Information security professionals are fighting a losing battle, and we are often our own worst enemies.  This battle is not the mundane combat against technical threats of the day. Nor is it against the users that we are trying to support.  The battle that we consistently lose is the ability to communicate success.

As security professionals, we have many responsibilities.  Among these are the need to repel the wily hacker, and ensure that authorized users can access data where and when they need it.   We must ensure compliance needs are met, stop the ever-persistent malware, educate users, and plan for disasters. All the while, we must ensure that business functions succeed on the corporate network, on IPads, smart phones, and across the globe.  Yet, as capable people with advanced tools and techniques meet these responsibilities on a daily basis, successes remain largely unrecognized.

There are a number of possible explanations of why information security professionals fail to communicate success. One is the illusion that security lies within the absence of negative events: The false comfort provided either by luck or ignorance and not due to planning and diligence could be confused for excellence in security management.  Another is due to an absence of relevant measures.  We often measure what is easy to tally, such as the number of viruses blocked, or the number of help desk calls handled in a day.  Where many information security managers fail is connecting those numbers to the operational needs of the organization.  The result of this failure is not trivial: it contributes to an unfortunate, long-standing perception of Information security being an inhibitor of productivity[1][2], rather than an essential contributor to organizational success.  Gently phrased as being “the cost of doing business,” organizations have accepted the need for information security activities without effective measure of the return they receive on the investment that they make.

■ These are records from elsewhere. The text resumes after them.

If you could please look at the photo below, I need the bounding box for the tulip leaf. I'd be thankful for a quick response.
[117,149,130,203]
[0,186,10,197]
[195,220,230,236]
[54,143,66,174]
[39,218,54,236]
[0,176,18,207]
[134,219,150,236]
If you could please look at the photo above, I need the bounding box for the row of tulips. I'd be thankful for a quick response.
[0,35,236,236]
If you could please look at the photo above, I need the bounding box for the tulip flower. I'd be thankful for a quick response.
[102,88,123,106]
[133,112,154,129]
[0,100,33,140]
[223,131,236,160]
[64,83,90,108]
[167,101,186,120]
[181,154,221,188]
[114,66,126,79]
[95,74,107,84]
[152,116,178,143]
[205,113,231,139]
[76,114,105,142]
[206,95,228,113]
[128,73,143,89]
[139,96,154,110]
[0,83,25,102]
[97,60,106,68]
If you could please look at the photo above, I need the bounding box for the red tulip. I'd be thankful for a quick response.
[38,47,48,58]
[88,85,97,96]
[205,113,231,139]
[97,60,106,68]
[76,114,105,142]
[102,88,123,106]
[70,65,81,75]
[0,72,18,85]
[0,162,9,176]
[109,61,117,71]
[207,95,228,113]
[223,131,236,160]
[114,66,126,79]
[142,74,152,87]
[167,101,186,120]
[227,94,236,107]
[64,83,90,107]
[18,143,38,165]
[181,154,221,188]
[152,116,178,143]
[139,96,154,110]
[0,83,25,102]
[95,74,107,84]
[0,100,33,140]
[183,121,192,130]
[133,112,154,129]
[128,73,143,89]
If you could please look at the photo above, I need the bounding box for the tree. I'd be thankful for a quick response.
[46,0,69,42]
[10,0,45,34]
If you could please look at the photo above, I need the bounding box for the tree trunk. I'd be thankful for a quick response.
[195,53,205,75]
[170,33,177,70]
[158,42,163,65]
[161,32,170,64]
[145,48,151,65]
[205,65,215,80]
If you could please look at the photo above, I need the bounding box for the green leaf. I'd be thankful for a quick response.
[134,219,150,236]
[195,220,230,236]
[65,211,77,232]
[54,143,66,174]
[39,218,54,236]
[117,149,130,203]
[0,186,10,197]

In NIST’s Special Publication 800-55 “Performance Measurement Guide for Information Security,” the authors wrote, “An information security measurement program will enable organizations to quantify improvements in security information systems and demonstrate quantifiable progress in accomplishing agency strategic goals and objectives.[3]”  In order to quantify and effectively communicate success, information security professionals need to improve alignment with their organization’s strategic goals, and develop meaningful measures that demonstrate not only that the myriad controls are installed and functioning, but also the enterprise is deriving value from their investment. While some[4][5] are working on this challenge, implementation of relevant measures is far from ubiquitous.  That is a battle that we need to win.